Make sure the website you're working with is supported by a template. If not, either create one or request it to be created in a "Tech support" forum post.
If the website you want to index is already supported by a template which has already been used for some time, you must request a datadump of all the instances of this template. This will allow you for an easy access of all currently known links on Wookieepedia, and you'll a gain a lot of time. You can also request for a "/Archive" to be made, removing the need for archivedate in every instance of the template.
If you're creating a new template, you must migrate all relevant links to this new template. While recommended, it is not necessary to do so right away, as it can be done concurrently with Phase I. Use Link Search to identified concerned urls, and be mindful that this tool is sensitive to "http" vs "https", and you will need to search both if you're looking for older websites, as https started to be globally used around 2018.

Sorting:

The repository itself should go on a subpage (/repository) of the forum.
All links must be contained in a citation template. This is to allow easy copy.
If sufficient data is available, the list can be sorted in chronological order with a date affixed (either on a wikinote or in plain text), otherwise alphabetical order is sufficient. Chronological list should use at least yearly subheading to facilitate navigation, but for big website with several daily publications, monthly subheading are recommended.
In the same spirit, big website should be organized between subheading based on the url structure (domain, subdomain, arborescence).

Indexing:

To add new link to the list you must first find them through exploratory means by looking for them on live websites and through a web archives. Live status non-withstanding, always check web archives (archive.org and archive.today) for deleted content.
It is recommended to work in chronological order: find when a website was created and work from there until now. This will allow for a more thorough search, and will help to better organize the work, as you can declare time period complete and thus indicate potential participants to search elsewhere. However, chronological indexing isn't a fixed rule, and users are welcome to add links from any point in time.
Try to find internal search engines and archives, and don't hesitate to navigate around to understand the site structure.
Refer to our tutorial on how to best to use web archives.
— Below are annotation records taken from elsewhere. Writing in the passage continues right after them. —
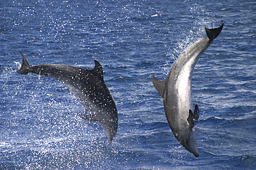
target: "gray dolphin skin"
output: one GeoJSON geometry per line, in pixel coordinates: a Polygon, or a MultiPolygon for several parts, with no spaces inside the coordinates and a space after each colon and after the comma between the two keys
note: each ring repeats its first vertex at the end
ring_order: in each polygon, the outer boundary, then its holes
{"type": "Polygon", "coordinates": [[[183,52],[172,65],[165,80],[159,81],[152,76],[153,84],[163,98],[165,116],[179,142],[196,157],[196,147],[194,126],[199,116],[196,105],[194,112],[192,98],[192,76],[200,56],[218,36],[223,24],[218,28],[207,29],[208,37],[194,43],[183,52]]]}
{"type": "Polygon", "coordinates": [[[80,101],[89,114],[80,117],[98,122],[104,130],[109,142],[118,129],[118,111],[116,103],[103,79],[103,70],[95,61],[93,70],[61,64],[43,64],[30,67],[24,55],[19,74],[34,73],[50,76],[62,82],[80,101]]]}

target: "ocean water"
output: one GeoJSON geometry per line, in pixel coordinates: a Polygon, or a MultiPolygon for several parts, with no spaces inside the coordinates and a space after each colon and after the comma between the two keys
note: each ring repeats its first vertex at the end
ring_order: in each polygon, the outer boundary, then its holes
{"type": "Polygon", "coordinates": [[[256,169],[255,1],[0,2],[0,169],[256,169]],[[151,76],[224,23],[197,63],[200,156],[177,141],[151,76]],[[112,144],[82,105],[31,65],[102,65],[119,124],[112,144]]]}

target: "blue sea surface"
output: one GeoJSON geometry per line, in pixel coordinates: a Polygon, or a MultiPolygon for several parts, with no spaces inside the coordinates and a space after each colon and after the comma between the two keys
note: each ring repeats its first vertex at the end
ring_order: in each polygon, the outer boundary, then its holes
{"type": "Polygon", "coordinates": [[[0,2],[0,169],[256,169],[255,1],[0,2]],[[173,135],[152,75],[224,23],[192,80],[199,158],[173,135]],[[60,82],[31,65],[98,60],[118,110],[107,144],[60,82]]]}

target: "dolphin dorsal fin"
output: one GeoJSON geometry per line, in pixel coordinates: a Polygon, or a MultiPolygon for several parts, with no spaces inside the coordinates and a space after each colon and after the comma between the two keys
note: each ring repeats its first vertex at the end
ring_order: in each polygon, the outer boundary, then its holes
{"type": "Polygon", "coordinates": [[[197,105],[196,105],[194,107],[194,114],[192,111],[192,110],[190,109],[189,116],[187,119],[188,124],[190,124],[191,127],[193,127],[194,125],[196,125],[196,123],[198,121],[199,118],[199,109],[197,105]]]}
{"type": "Polygon", "coordinates": [[[163,81],[158,81],[154,77],[154,76],[152,76],[152,82],[153,82],[153,84],[154,84],[154,87],[156,87],[156,89],[158,92],[160,96],[162,97],[162,98],[163,98],[163,94],[164,94],[164,92],[165,92],[165,79],[163,80],[163,81]]]}
{"type": "Polygon", "coordinates": [[[214,29],[208,29],[206,27],[205,27],[205,32],[206,32],[206,34],[207,36],[208,36],[210,41],[213,41],[216,37],[218,36],[218,35],[221,33],[221,30],[222,30],[222,28],[223,28],[223,23],[222,23],[222,25],[219,27],[219,28],[214,28],[214,29]]]}
{"type": "Polygon", "coordinates": [[[103,81],[103,69],[100,63],[94,60],[95,66],[94,68],[91,70],[93,72],[94,75],[97,75],[98,78],[103,81]]]}

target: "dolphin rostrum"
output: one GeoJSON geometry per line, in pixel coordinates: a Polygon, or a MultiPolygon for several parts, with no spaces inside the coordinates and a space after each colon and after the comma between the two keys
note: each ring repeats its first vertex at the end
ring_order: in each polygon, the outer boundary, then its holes
{"type": "Polygon", "coordinates": [[[80,117],[89,121],[98,122],[107,134],[109,142],[112,142],[118,129],[118,111],[104,82],[103,70],[98,61],[95,60],[95,65],[91,70],[61,64],[30,67],[24,55],[21,54],[23,60],[18,73],[35,73],[62,82],[89,113],[81,114],[80,117]]]}
{"type": "Polygon", "coordinates": [[[165,80],[159,81],[152,76],[153,84],[163,98],[165,116],[179,142],[196,157],[196,147],[194,126],[199,110],[196,105],[192,111],[192,76],[200,56],[221,32],[218,28],[207,29],[208,37],[199,40],[188,47],[176,60],[165,80]]]}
Phase II: Extraction indexing

The goal of this second and final phase is to identify and extract terms from a web page to populate indexing lists on Wookieepedia's articles, such as Sources, External links, and even Appearances (ex: for online short stories) sections.

Make sure the project page inform which sections are concerned. Some websites can be used for both Sources and External links, depending on the content. The Layout Guide, and its OOU equivalent provide some guidelines.
Select a page listed in the repository and start to identify relevant terms, such as characters, documents, events, authors, etc. In other words: anything notable enough to deserve an article. Then proceed to populate Sources, External links and/or Appearances sections in these articles, while following the LG guidelines.
Once you're certain the page is fully indexed on our articles, strike it from the repository using <s></s>. Do not delete the link.
Repeat until depletion of the repository.

If you still have any doubt about how to do things properly, you reach out to other participants through the project page or on Discord.